Virtualization is about not doing that. Sometimes it's necessary (when
you have made unfixable design mistakes), but just to replace a bus,
with no advantages to the guest that has to be changed (other
hypervisors or hypervisorless deployment scenarios aren't).
Well, Xen requires pre-translation (since the guest has to give the host
(which is just another guest) permissions to access the data). So
neither is a superset of the other, they're just different.
It doesn't really matter since Xen is unlikely to adopt virtio.
You can simply use the same vector for both rx and tx and poll both at
every interrupt.
(irq window exits should only be required on a small percentage of
interrupt injections, since the guest will try to disable interrupts for
short periods only)
Can you please stop comparing userspace-based virtio hosts to
kernel-based venet hosts? We know the userspace implementation sucks.
Requiring all three exits means the guest is spending most of its time
with interrupts disabled; that's unlikely.
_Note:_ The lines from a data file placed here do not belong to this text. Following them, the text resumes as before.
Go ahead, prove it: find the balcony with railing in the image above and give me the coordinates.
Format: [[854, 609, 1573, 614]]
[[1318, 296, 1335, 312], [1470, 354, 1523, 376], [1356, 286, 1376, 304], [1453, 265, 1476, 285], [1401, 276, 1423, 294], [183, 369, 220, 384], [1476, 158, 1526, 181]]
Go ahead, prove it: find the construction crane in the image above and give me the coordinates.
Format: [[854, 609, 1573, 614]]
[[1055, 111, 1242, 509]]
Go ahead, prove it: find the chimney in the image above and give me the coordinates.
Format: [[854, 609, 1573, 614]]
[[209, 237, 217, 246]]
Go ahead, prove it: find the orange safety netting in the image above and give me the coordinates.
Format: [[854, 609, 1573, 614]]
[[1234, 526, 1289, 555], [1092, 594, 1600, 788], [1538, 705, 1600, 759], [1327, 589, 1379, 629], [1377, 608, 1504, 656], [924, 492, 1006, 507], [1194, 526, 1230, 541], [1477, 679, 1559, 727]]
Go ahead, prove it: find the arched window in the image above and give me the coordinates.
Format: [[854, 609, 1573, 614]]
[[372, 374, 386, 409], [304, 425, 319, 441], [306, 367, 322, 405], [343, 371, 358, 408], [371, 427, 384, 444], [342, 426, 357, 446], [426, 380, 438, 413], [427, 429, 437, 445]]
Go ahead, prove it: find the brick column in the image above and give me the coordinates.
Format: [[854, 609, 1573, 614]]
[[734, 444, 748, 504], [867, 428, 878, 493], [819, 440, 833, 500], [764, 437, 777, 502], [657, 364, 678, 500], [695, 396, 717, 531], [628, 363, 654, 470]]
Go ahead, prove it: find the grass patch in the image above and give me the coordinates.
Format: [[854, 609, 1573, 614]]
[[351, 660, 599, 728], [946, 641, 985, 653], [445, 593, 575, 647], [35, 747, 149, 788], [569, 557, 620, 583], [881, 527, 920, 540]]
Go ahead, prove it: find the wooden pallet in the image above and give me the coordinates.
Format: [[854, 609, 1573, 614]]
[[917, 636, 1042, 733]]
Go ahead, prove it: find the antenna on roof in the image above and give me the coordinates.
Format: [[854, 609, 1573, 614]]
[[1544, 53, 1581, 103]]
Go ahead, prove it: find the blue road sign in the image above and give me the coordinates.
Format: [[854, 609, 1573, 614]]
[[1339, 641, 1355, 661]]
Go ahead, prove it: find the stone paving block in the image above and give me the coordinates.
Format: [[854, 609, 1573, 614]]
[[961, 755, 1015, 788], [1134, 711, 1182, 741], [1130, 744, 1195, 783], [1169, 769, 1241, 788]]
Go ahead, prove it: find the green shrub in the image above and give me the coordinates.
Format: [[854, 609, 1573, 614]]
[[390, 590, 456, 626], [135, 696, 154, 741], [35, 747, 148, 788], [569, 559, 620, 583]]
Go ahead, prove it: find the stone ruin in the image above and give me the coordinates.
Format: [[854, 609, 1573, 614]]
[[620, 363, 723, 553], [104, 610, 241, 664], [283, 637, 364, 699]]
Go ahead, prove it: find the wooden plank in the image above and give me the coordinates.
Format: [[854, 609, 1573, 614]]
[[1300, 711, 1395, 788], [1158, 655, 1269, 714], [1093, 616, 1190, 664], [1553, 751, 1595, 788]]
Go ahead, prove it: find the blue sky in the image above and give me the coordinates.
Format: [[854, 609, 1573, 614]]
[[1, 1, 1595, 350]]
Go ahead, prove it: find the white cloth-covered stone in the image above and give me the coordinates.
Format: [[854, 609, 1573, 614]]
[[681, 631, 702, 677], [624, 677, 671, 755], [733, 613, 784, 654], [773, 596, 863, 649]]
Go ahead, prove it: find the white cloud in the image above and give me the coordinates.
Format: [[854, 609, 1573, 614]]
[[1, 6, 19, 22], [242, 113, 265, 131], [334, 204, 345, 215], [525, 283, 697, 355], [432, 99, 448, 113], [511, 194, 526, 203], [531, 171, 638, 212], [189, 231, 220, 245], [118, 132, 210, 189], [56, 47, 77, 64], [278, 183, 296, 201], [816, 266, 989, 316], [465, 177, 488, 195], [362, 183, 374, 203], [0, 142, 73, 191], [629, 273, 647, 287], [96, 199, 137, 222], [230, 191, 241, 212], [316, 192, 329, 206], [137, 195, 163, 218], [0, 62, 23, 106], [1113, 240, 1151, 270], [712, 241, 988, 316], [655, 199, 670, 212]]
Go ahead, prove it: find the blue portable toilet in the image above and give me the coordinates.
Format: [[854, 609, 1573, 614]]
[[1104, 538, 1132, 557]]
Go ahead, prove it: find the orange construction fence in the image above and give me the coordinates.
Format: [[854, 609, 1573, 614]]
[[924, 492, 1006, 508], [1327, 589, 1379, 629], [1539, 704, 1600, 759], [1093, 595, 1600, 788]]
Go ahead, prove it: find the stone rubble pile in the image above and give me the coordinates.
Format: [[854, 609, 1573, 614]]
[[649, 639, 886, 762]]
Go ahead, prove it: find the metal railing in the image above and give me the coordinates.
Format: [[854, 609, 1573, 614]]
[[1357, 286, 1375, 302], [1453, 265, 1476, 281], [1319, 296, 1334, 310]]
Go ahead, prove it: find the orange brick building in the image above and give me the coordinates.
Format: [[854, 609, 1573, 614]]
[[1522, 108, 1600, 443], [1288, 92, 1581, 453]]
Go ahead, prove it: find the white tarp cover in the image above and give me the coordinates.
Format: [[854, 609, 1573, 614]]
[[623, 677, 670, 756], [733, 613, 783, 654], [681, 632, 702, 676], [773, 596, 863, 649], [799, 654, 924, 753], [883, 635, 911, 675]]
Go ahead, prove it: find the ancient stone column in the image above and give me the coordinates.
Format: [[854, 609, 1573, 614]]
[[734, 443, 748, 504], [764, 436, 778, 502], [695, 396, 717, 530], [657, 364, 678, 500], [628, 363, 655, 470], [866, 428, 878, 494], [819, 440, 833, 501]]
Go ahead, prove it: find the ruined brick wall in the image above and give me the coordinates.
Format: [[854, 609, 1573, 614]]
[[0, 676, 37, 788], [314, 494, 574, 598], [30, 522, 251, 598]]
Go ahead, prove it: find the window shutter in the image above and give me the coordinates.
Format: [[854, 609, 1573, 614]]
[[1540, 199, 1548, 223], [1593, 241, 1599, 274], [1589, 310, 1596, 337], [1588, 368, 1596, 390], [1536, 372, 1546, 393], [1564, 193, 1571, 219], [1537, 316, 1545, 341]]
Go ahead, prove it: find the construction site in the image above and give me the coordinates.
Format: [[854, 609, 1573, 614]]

Thanks for the numbers. Are those 11% attributable to rx/tx
piggybacking from the same interface?
Also, 170K interupts -> 17K interrupts/sec -> 55kbit/interrupt ->
6.8kB/interrupt. Ignoring interrupt merging and assuming equal rx/tx
distribution, that's about 13kB/interrupt. Seems rather low for a
saturated link.
With standard PCI, they do not. But all modern host adapters support
MSI and they will happily give you one interrupt per queue.
Look at the vmxnet3 submission (recently posted on virtualization@).
It's a perfectly ordinary PCI NIC driver, apart from having so many 'V's
in the code. 16 rx queues, 8 tx queues, 25 MSIs, BARs for the
registers. So while the industry as a whole might disagree with me, it
seems VMware does not.
Let's do that then. Please reserve the corresponding comparisons from
your side as well.
What are scheduler coordination and non-802.x fabrics?
(avoiding infinite loop)
I think Ira said he can make vhost work?
virtio-net over pci is deployed. Replacing the backend with vhost-net
will require no guest modifications. Replacing the frontend with venet
or virt-net/vbus-pci will require guest modifications.
Obviously virtio-net isn't deployed in non-virt. But if we adopt vbus,
we have to migrate guests.
But we have to implement vbus for each guest we want to support. That
includes Windows and older Linux which has a different internal API, so
we have to port the code multiple times, to get existing functionality.
virtio-net doesn't use any pv layer.
virtio-net doesn't modify the PCI model. And if you look at vmxnet3,
they mention that it conforms to somthing called UPT, which allows
hardware vendors to implement parts of their NIC model. So vmxnet3 is
apparently suitable to both hardware and software implementations.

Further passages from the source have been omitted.